We are aware that the Rule of Consistency requires us to follow the orders of the coordinate benches of this Tribunal till there is a change in either of the factual situation or the legal position. In the case before us, subsection (2) and (3) of section 14 A a were not available on the statute book when the orders were passed by this Tribunal in the assessee’s own case for the earlier two years. Besides, other relevant decisions rendered by the Tribunal in the cases cited supra were also not brought to the notice of this Tribunal at the time when Department’s appeal for the earlier two years in the assessee’s own case were disposed off.”
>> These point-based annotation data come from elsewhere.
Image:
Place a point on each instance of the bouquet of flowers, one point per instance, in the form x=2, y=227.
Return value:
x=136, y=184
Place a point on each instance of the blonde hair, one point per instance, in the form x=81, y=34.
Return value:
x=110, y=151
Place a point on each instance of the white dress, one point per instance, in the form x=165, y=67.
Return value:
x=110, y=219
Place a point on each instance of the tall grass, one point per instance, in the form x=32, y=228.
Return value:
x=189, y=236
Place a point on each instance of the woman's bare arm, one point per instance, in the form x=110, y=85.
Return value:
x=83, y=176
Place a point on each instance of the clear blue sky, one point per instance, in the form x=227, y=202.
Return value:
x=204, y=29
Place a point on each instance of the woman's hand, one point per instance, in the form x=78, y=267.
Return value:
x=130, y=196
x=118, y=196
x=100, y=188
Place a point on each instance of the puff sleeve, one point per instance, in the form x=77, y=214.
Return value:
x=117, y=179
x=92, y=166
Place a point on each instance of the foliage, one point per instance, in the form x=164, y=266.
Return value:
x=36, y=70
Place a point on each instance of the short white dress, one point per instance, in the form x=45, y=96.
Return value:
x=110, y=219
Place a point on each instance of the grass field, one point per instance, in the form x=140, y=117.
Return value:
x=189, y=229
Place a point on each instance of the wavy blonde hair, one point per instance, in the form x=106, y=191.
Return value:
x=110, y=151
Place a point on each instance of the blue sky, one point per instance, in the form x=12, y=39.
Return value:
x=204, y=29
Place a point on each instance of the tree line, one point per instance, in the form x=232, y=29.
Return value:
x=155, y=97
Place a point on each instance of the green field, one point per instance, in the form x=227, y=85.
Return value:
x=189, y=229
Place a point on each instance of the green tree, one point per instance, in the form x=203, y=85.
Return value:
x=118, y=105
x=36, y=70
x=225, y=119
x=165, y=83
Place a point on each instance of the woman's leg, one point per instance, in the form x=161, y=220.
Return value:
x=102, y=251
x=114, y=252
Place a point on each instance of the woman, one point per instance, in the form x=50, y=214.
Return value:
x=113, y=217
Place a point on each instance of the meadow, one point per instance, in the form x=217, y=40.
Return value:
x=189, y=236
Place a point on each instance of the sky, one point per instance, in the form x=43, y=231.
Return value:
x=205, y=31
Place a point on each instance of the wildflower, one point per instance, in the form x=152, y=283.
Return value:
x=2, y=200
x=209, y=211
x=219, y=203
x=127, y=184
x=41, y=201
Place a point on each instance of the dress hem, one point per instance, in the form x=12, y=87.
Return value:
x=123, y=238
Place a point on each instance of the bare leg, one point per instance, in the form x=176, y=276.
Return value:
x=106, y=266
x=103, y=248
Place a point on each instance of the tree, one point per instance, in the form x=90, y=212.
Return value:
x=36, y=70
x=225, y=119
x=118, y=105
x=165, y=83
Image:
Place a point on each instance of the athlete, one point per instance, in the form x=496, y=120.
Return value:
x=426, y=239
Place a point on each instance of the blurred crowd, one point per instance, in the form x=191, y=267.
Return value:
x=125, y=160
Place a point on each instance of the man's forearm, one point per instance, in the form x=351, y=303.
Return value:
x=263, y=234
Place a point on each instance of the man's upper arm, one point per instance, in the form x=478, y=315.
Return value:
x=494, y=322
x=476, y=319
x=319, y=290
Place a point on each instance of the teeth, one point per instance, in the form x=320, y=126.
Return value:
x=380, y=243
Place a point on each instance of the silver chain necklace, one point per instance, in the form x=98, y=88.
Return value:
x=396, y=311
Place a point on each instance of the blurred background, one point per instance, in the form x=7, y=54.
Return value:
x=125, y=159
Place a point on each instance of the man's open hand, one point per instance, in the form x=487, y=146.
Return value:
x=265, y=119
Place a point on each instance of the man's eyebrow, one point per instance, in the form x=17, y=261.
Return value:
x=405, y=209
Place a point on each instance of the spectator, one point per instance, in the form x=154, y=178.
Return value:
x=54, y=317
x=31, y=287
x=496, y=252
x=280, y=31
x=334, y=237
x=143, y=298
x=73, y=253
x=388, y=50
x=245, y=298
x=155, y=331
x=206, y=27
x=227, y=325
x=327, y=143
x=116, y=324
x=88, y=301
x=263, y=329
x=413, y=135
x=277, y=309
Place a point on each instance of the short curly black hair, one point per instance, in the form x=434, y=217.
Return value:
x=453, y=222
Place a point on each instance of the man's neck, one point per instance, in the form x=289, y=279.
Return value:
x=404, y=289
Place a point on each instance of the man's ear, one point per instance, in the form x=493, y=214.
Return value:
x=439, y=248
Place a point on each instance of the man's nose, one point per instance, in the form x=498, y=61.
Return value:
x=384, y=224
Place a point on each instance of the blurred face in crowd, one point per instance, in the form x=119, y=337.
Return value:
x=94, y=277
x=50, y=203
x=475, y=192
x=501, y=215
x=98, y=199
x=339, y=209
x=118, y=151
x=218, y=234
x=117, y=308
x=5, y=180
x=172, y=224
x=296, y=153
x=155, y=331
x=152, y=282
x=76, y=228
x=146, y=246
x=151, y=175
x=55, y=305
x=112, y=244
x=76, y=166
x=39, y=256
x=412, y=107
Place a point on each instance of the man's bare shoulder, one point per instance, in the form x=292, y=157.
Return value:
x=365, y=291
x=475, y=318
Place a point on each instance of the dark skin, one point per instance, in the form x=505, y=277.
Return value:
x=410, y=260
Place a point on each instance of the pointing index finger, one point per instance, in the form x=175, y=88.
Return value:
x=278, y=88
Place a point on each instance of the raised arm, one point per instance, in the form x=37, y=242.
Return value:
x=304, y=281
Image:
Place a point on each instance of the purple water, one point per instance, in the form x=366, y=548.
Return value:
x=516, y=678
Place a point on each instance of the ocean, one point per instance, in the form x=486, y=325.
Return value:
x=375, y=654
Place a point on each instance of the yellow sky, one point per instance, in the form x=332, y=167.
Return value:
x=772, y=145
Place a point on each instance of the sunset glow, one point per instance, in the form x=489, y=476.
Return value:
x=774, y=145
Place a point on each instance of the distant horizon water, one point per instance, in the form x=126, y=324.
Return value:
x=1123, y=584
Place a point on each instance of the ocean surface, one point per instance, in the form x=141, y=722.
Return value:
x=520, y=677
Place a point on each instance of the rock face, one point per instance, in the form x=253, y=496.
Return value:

6.After going through the above order,we are of the opinion that the Tribunal had restored the matter to the file of the AO for a ‘fresh decision’. It was not a case of simple direction to the AO,wherein he has to give appeal effect only.If the Tribunal directs the Revenue Authorities to verify certain facts like arithmetic calculations or to decide a particular ground of appeal that remained to be adjudicated, it can safely be said that the time limit prescribed by the section 153(2A) of the Act would not be applicable.But,in a case like this, where the AO had to not only decide the applicability of certain sections,but also had to decide the nature of the sections,would be covered by the provisions of 153(2A) of the Act. The Tribunal had directed the AO to decide as to whether the sub-sections (2) and (3) of subsection 14A of the Act were retroactive in operation.Thus,it was a case of fresh adjudica - tion.Therefore,in our opinion,the FAA was not justified in holding that the provisions of section 153(3)(iii) were applicable to the case under consideration. Reversing his order, we hold that the order passed by the AO was not valid and was barred by time-limit as prescribed by the provisions of section with 153(2A) of the Act.First ground of appeal, raised by the assessee,is decided in its favour.As we have held that order of the AO was not a valid order, therefore,we are not deciding the merits of the case.
As the order of the AO has been held to be an invalid order,therefore, all the three matters (Appeal by the AO, appeal filed by the assessee with regard to the order passed u/s.154 of the Act and the CO filed by the assessee) become infructuous.